Wal-Mart Raises Wage Concerns

A rendering of the proposed 1st & H St. NE Wal-Mart location

Wal-Mart handout photo

As Walmart prepares to open six stores in the District by 2015, city officials and nonprofits are seeking to ensure the retailer will pay living wages to local workers, though its unclear how much those wages should be.

While hourly pay rates for District Walmart employees have yet to be announced, a bill in front of the city council would require big-box stores to pay wages no lower than $11.75 per hour plus benefits. That may not be enough for Respect DC, a local grassroots group that is calling on the company to make a commitment to pay wages that are commensurate with the cost of living in the District.

“In my view there’s a difference between jobs and quality jobs,” DC Council Chairman Phil Mendelson said during a March 20 hearing on the bill, the Large Retailer Accountability Act of 2013. “And when we, as a government, seek to attract jobs, we should be seeking quality jobs – jobs that pay a living wage and that pay decent benefits.”

But $11.75 per hour, which is the average wage of Walmart employees, may be too little.

“Wal-Mart currently offers poverty wages, part time jobs and minimal, often not affordable, benefits,” said Michael Wilson, a spokesman for the group.

“[Walmart representatives] refused to sign an agreement, or even meet with us about it,” Wilson said. “We presented it to them at their federal lobbying offices in D.C. and got no official response.”

Walmart spokesman Steven Restivo, however, said that the company is committed to fighting poverty in the District and is working with community groups.

“We’ve participated in more than 200 community meetings and as we move forward, we will continue to have a conversation with the community,” Restivo said.

Walmart has the larger interests of its communities in mind, he added. “We’re proud of the contributions we make in communities…from creating jobs and generating tax revenue to helping customers save and contributing to local nonprofits.”

But even when those benefits are taken into account, Ed Lazere, executive director of the D.C. Fiscal Policy Institute, said he is not convinced Walmart will do more good than harm.

While Walmart’s cheap products may be of benefit to low-income consumers, the company’s low wages will be inadequate to support District residents.

“Walmart will bring access to low-cost basic needs to many communities that need it,” he said. “But Walmart also will create hundreds or thousands of jobs that will leave many residents in poverty without meaningful career ladders.”

A study by the Center for Labor Research and Education at the University of California, Berkeley found that Walmart’s average hourly wage for full-time associates was  $11.75, but that many employees earned wages far below the average rate.

According to the 2011 report, approximately 145,000 full-time employees earned less than $9 an hour and roughly 385,000 full-time employees earned an average of $10.53 an hour.

Such wages would fall short of what is necessary to pay for housing in the city, according to an Out of Reach 2013 report developed by the National Low Income Housing Coalition.

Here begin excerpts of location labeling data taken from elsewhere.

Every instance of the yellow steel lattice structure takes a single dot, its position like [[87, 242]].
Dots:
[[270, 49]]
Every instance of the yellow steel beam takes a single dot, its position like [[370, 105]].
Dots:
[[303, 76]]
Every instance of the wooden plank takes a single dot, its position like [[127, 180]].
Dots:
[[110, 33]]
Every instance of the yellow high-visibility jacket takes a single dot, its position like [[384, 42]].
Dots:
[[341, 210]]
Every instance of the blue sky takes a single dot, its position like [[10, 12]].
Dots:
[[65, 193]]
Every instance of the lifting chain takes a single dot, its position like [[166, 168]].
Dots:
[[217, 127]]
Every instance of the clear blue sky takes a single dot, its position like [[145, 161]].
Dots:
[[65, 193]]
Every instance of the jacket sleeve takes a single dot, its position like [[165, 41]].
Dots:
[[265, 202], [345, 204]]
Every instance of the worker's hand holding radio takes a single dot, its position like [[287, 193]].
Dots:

The nonprofit coalition estimated that an individual living in D.C. must earn $56,472 to afford the market rate of a two-bedroom apartment. That equates to $27.15 per hour, more than double the average for Walmart employees and the amount called for in Mendelson’s bill.

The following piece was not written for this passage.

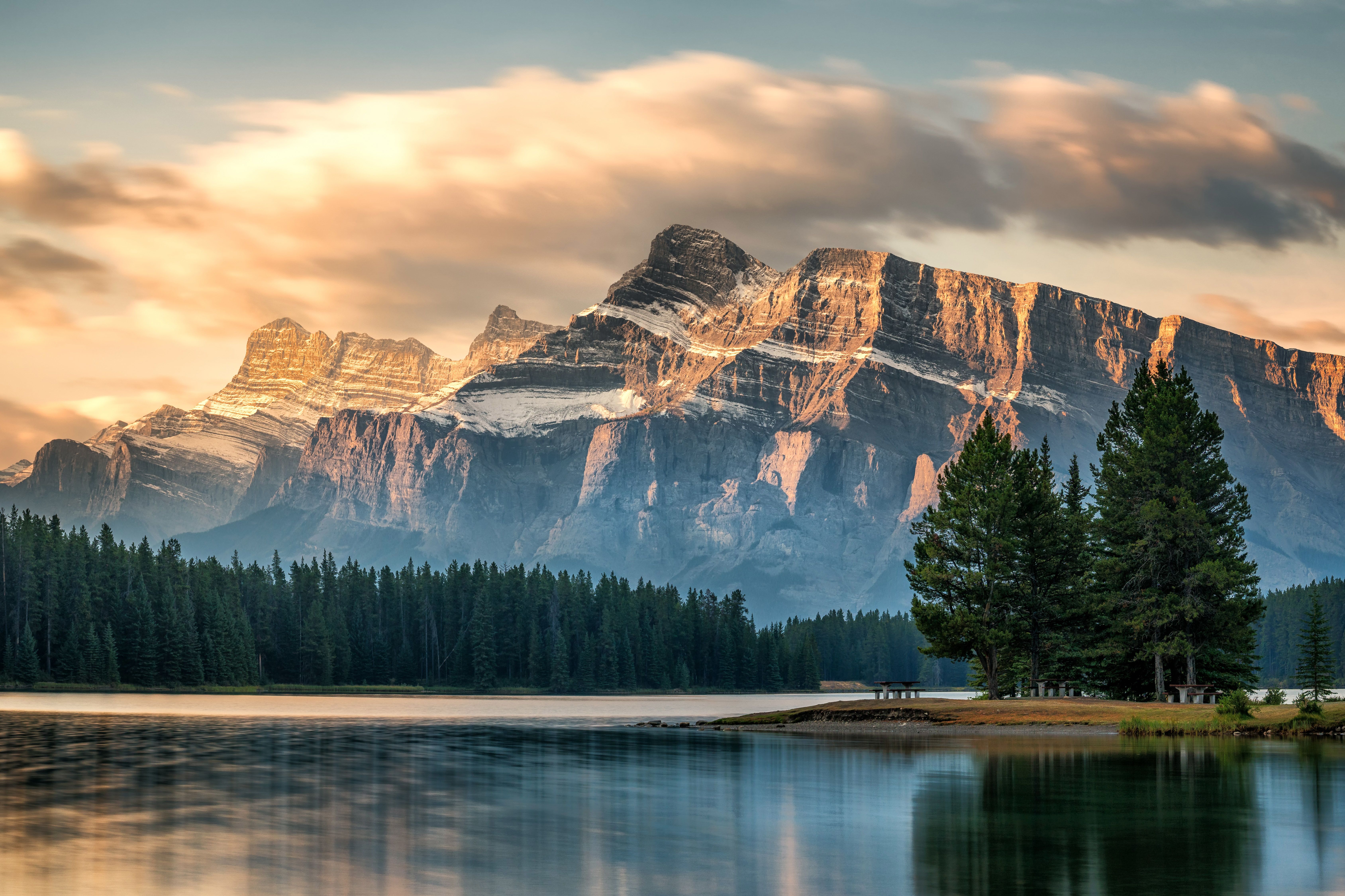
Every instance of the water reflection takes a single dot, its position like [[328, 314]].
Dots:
[[1138, 819], [170, 805]]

Meanwhile, Restivo pointed to financial contributions from Walmart to District nonprofits as part of the company’s commitment to the community and a solution to local poverty. In the past three years, the company has donated more than $2 million to local groups fighting hunger and other social problems.

“We’re finding that the more people learn facts about us, the more they see the value in bringing a Walmart store to their community,” said Restivo.

Among its contributions to other organizations, the Walmart Foundation has donated $315,000 since 2009 to the DC Central Kitchen, a group that battles the interconnected problems of poverty, hunger and homelessness.

DCCK CEO Michael Curtin said Walmart has been a partner and investor in his organization for many years. He says Walmart’s work goes beyond a mere financial contribution.

“While they have focused much of their philanthropy on our Culinary Job Training Program, they have also been active volunteers helping prepare our 5,000 daily meals and have supported many of the kitchen’s other community events,” Curtin said.